The first step is to retrieve the etymological information from the API's json. The "et" key provides a string. Sometimes, for information to be retrieved the word that is sent to the API needs to be cleaned or adjusted beforehand:
- Punctuation is removed from strings
- Using regular expressions strings are checked for numbers and acronyms and in this case are not sent to the API. Dot points and hyphens are also not sent to the API but kept as they are.
- If the word pulls a string that does not give etymological information but refers to another word then that word is checked in the API.
- If after these checks the word still does not pull an "et" key then firstly suffixes are removed.
- If this doesn't work the stem word is retrieved from the API. It checks the first two stem words in the list. If these words still do not pull the et key.
- If still nothing is returned then the word is assigned "unknown".
- The words assigned "unrelated" are those that return an "et" with someone's name.

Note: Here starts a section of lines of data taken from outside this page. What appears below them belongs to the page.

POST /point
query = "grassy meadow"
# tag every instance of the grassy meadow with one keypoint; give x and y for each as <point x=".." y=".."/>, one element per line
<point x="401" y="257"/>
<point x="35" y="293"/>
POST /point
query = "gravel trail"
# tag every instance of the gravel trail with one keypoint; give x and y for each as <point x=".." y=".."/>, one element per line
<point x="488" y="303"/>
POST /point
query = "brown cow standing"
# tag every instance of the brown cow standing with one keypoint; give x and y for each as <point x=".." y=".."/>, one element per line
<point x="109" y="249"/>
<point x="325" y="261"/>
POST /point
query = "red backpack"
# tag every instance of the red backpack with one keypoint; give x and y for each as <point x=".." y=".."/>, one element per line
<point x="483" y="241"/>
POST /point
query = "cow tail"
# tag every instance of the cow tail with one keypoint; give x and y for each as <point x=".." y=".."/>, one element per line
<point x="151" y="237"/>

It's a tedious process due to the way the API formats it's information. Unfortunately, text libraries such as RiTa would not have served my purpose.
The program has 3 runs:
- Firstly, each word is visualised by overlaying the graphics of each etymological form attributed to the word - meaning, each form found in the "et" string. After the page is full the run switches to the Second Run.
- The second run starts a new page and draws the words that were previously printed as graphics as their usual latin characters in black. The program alternates between the first and second run until they have run through the lines of the text. This allows the reader to flick between the graphics page and the text pages to see which words have produced the etymological pattern because the formatting is the same on both pages so they match up.

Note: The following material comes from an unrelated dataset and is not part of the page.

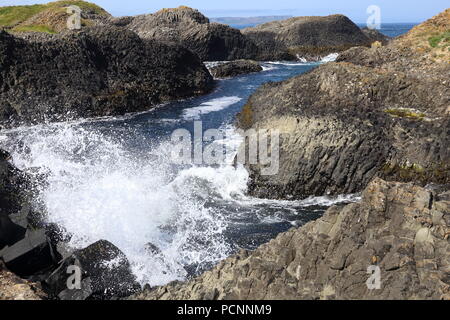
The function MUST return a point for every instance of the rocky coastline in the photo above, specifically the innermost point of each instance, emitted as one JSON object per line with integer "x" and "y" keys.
{"x": 368, "y": 115}
{"x": 235, "y": 68}
{"x": 376, "y": 121}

- The third run only draws the words in black that have an etymology form that only corresponds to the English category and NO others. The formatting of the text is again the same as the previous two runs.
I printed, cropped and perfect bound the book at home. The graphical pages of the book were printed on tracing paper to allow for the corresponding words on the following page to show through slightly.
The aesthetic of the graphics was unconsciously influenced by the artist Manfred Mohr. In particular his black and white iterative works that resemble hieroglyphics.